Ryder übernimmt die erste Strophe und singt Johnnys Text perfekt. Jede Frau im Publikum, von den Pflegerinnen bis hin zu den Achtzigjährigen, schmilzt angesichts seiner tiefen, rauen Stimme, die durch die Luft rollt, dahin.
»I’m not the one you want, babe. I’m not the one you need …«
Als er zum Refrain kommt, hole ich tief Luft, falle mit ein und füge meine Stimme seiner hinzu. Er schenkt mir ein ermutigendes Grinsen, als wir im Einklang singen. Zuerst befürchte ich, dass ich wie eine Maus klingen könnte – dass sich meine Altstimme neben seinem starken Bariton wie ein armseliges Quieken ausnehmen könnte. Doch zu meiner großen Überraschung ist das Gegenteil der Fall. Seine Stimme macht meine irgendwie stärker und hebt sie auf eine Plattform, dass alle sie hören können. Meine Noten klingen klarer und deutlicher, als sie es tun, wenn ich allein in meinem kleinen Zimmer über dem Nightingale vor mich hin singe.
»It ain’t me, babe«, singen wir gemeinsam, und unsere Stimmen harmonieren perfekt miteinander. »It ain’t me you’re lookin’ for.«
Ich habe meine Augen fest auf seine gerichtet. Ich kann den Blick nicht abwenden. Zwischen uns gibt es eine Verbindung wie ein Stromkabel. Unsichtbare Fäden verweben die Luft zu einem unzerreißbaren Seil, während wir über zwei Liebende singen, die nicht falscher füreinander sein könnten. Mit jedem Wort, das über meine Lippen kommt, werde ich ein wenig stärker von ihm angezogen, und ich bin absolut nicht in der Lage, es zu verhindern.

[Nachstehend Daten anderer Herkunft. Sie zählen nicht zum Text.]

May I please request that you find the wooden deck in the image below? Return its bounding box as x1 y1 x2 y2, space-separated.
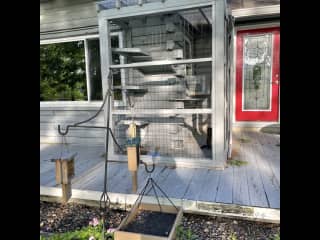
40 131 280 209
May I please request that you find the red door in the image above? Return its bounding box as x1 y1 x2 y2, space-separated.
236 28 280 121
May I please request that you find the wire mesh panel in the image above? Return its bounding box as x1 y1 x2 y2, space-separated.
111 7 218 161
113 114 212 160
113 63 211 110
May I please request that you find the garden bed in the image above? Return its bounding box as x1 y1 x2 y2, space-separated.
40 201 280 240
115 204 182 240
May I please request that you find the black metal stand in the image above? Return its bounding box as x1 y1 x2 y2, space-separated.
58 70 124 238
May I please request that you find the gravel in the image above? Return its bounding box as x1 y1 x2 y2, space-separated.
40 201 280 240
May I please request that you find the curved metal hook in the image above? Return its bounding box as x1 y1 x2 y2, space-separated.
58 124 70 136
141 161 155 173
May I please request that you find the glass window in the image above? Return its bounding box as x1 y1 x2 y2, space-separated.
87 39 103 100
40 41 87 101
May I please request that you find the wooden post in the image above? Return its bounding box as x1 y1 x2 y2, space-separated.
131 171 138 193
127 146 139 193
54 153 76 202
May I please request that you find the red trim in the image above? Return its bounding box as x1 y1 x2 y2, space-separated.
236 27 280 121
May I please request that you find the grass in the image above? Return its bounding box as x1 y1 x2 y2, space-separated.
40 219 113 240
176 226 199 240
228 159 248 167
270 233 280 240
228 233 237 240
239 137 251 143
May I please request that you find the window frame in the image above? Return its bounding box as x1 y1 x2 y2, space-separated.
40 31 124 107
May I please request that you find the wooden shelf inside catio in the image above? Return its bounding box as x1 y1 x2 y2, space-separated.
114 203 183 240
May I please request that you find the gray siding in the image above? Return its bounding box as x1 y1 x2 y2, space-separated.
40 0 98 40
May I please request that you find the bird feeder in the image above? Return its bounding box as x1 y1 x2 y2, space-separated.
127 123 140 193
53 153 77 202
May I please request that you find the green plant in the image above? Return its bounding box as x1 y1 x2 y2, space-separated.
228 159 248 167
176 226 198 240
270 233 280 240
229 232 237 240
40 218 113 240
239 137 251 143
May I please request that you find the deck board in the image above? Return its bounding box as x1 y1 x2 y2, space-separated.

In der Art, wie seine tiefen Töne meine höheren abrunden und meine Süße seine Rauheit abmildert, liegt eine natürliche, nicht zu leugnende Chemie. Es ist ein Ganzes, das sehr viel größer ist als die Summe seiner Teile, eine sich ergänzende Paarung, die uns beide besser macht. Die Erkenntnis ist erschütternd, und ich sehe, wie sich die gleiche Überraschung in Ryders ungleichen Augen spiegelt, als er meinen Blick erwidert.